Sur cette question, le tribunal retient que l’opt-out manifesté était conforme à la directive et constituait une réservation lisible par machine. Le tribunal tempère son raisonnement en indiquant que la question de savoir si une réservation en « langage naturel » peut constituer une réservation conforme à la directive doit être appréhendée à la lumière des développements techniques existant au moment de l’utilisation de l’œuvre. La décision souligne également l’obligation pour les fournisseurs de systèmes d’IA de mettre en place une stratégie, en particulier, pour identifier et respecter les réserves de droits revendiquées dans le cadre de la DANUM, « y compris au moyen de technologies de pointe » (Règl. [UE] 2024/1689 du 13 juin 2024, JOUE 12 juill., ci-après RIA, art. 53 (1), c, Dalloz actualité, 25 sept. 2024, obs. E. Migliore). Or, pour le tribunal, ces « technologies de pointe » comprennent sans aucun doute les systèmes d’IA capables de saisir le contenu d’un texte écrit en langage naturel (v. not., A. Guadamuz, LAION wins copyright infringement lawsuit in German court, TechnoLlama, 28 sept. 2024).

L’exception de TDM couvre-t-elle les activités d’entraînement des systèmes d’IA génératifs ?

La décision revient également sur un sujet d’importance concernant les articles 3 et 4 de la DANUM, à savoir leur potentielle mobilisation dans le cadre de l’entraînement des systèmes d’IA. Le tribunal détermine trois étapes clés lors de l’entraînement d’un système d’IA : la création d’un set de données, l’utilisation du set de données pour l’entraînement ultérieur d’un réseau neuronal et enfin l’utilisation ultérieure du système d’IA entraîné pour créer de nouveaux contenus d’images (v. à ce propos, A. Guadamuz, LAION wins copyright infringement lawsuit in German court, préc.).

La décision se concentre essentiellement sur la première étape, objet du litige.

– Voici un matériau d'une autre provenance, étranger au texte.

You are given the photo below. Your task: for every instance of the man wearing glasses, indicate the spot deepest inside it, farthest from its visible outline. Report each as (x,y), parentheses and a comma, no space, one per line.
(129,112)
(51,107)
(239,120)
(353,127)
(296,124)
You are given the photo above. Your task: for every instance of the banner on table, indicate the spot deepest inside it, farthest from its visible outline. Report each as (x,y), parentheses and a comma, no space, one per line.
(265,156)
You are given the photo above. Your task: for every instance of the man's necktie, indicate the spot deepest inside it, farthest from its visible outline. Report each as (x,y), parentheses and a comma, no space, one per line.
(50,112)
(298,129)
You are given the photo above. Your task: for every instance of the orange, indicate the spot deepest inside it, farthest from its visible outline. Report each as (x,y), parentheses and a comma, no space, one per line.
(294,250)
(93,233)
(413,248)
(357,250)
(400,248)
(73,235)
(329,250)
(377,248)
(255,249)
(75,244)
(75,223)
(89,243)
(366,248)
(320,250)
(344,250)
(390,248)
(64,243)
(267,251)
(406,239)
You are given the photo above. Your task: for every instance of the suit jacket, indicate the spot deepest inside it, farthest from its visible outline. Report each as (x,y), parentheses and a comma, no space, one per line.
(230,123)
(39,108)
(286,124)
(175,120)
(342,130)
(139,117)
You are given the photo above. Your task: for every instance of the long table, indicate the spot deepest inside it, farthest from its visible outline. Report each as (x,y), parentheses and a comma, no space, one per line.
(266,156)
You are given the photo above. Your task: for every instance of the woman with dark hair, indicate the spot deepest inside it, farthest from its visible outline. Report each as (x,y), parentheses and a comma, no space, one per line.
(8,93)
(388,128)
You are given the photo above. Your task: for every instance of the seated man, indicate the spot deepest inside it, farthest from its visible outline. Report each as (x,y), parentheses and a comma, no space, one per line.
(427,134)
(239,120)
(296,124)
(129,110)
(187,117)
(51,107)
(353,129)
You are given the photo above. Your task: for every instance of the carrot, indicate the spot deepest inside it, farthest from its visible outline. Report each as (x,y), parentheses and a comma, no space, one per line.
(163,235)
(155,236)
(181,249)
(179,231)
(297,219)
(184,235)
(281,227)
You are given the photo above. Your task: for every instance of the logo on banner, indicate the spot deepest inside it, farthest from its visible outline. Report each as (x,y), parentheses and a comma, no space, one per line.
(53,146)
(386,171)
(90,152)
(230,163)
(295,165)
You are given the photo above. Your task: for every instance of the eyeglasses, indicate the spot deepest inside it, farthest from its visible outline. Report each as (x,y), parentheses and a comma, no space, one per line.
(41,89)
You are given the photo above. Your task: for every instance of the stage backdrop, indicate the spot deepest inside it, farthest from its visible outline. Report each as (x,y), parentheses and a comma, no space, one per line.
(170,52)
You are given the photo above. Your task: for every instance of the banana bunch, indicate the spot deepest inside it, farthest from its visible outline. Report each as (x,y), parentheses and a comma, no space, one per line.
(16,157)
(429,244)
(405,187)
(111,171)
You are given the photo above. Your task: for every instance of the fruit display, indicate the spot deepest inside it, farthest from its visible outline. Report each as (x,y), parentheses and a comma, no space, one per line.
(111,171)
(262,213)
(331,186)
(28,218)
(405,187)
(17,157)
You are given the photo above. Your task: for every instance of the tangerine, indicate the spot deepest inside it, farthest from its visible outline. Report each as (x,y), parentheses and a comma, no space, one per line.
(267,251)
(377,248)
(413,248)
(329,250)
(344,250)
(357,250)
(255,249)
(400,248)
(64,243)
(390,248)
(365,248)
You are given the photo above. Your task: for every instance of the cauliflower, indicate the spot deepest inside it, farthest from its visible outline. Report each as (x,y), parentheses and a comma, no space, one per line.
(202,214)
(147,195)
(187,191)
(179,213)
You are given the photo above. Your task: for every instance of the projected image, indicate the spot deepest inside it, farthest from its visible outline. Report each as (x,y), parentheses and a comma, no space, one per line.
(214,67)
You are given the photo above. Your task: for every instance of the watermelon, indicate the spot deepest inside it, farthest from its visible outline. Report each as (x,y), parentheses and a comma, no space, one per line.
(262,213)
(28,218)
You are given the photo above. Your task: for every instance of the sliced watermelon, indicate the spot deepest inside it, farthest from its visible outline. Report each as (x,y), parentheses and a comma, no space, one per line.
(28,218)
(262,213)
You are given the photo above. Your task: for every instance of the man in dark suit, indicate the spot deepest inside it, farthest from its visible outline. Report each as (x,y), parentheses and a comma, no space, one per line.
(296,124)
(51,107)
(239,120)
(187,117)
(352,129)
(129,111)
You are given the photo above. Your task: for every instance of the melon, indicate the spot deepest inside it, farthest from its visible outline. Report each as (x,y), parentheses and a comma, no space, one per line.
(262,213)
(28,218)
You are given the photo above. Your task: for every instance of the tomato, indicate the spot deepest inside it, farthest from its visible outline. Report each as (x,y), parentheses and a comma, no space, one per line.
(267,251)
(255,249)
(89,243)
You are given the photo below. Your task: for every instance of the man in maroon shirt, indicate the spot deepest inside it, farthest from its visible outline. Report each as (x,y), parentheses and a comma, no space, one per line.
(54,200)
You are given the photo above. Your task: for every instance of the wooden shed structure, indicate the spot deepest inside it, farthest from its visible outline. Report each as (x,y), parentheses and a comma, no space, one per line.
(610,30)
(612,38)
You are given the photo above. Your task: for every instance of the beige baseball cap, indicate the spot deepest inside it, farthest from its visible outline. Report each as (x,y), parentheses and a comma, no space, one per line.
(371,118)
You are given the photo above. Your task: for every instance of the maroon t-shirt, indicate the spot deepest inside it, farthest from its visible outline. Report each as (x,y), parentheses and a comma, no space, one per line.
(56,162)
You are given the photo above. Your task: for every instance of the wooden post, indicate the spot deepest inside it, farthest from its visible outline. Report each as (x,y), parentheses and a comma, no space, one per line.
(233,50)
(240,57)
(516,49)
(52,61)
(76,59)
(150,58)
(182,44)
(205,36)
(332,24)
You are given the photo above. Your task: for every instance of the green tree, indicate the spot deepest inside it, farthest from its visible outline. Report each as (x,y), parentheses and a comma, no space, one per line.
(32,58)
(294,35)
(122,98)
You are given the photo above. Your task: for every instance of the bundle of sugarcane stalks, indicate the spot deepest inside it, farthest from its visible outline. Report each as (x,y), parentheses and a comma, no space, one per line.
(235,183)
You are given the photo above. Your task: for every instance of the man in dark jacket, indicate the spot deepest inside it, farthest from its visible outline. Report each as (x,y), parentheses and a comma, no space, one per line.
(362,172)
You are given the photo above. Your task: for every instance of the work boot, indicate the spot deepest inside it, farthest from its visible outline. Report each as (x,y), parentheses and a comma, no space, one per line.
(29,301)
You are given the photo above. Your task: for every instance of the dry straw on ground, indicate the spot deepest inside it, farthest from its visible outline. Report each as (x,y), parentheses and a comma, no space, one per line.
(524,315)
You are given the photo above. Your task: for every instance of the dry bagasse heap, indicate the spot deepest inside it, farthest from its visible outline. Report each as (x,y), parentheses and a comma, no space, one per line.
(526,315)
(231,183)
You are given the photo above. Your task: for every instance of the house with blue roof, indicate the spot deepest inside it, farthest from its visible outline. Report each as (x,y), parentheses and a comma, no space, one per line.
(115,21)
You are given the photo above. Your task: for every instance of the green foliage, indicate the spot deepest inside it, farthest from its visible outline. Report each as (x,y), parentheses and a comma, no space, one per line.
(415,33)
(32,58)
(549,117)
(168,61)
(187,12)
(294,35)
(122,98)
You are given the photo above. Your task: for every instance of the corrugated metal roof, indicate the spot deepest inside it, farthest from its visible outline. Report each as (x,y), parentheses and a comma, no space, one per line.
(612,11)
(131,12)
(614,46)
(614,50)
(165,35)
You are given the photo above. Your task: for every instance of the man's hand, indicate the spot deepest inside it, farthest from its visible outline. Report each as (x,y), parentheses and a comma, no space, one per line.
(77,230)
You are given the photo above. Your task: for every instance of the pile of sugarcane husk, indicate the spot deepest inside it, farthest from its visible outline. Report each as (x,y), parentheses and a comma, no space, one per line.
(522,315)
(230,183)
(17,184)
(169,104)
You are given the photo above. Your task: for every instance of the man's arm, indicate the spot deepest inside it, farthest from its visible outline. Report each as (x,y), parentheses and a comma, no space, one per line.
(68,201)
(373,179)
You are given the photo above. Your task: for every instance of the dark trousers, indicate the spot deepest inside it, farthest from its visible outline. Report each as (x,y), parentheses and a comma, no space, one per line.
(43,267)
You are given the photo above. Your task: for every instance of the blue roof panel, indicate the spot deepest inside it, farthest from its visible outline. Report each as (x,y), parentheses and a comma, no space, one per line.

Sur ce point, la décision considère que le scraping, suivi d’une analyse technique, opéré par LAION, peut être considéré comme une opération de TDM au sens de la section 44b UrhG.

Le raisonnement suivi est particulièrement intéressant puisqu’il est souvent avancé qu’à l’époque de l’élaboration de la directive, les systèmes d’IA n’étaient pas envisagés et que par conséquent, les exceptions créées ne s’appliquent pas dans ce contexte. Cet argument ne convainc pas le tribunal. La décision explique tout d’abord que l’évolution technique importante dans le domaine de l’IA ne concerne pas tant les opérations de TDM pour créer des sets de données d’entraînement mais plutôt la performance des réseaux neuronaux artificiels entraînés avec les datasets. Enfin, elle relève que le législateur européen actuel a exprimé sans équivoque dans le RIA que la création de datasets destinés à l’entraînement de réseaux neuronaux artificiels relève de l’article 4 de la DAMUN (RIA, art.53). Cependant, elle ne se prononce pas réellement sur la question de l’entrainement des systèmes d’IA.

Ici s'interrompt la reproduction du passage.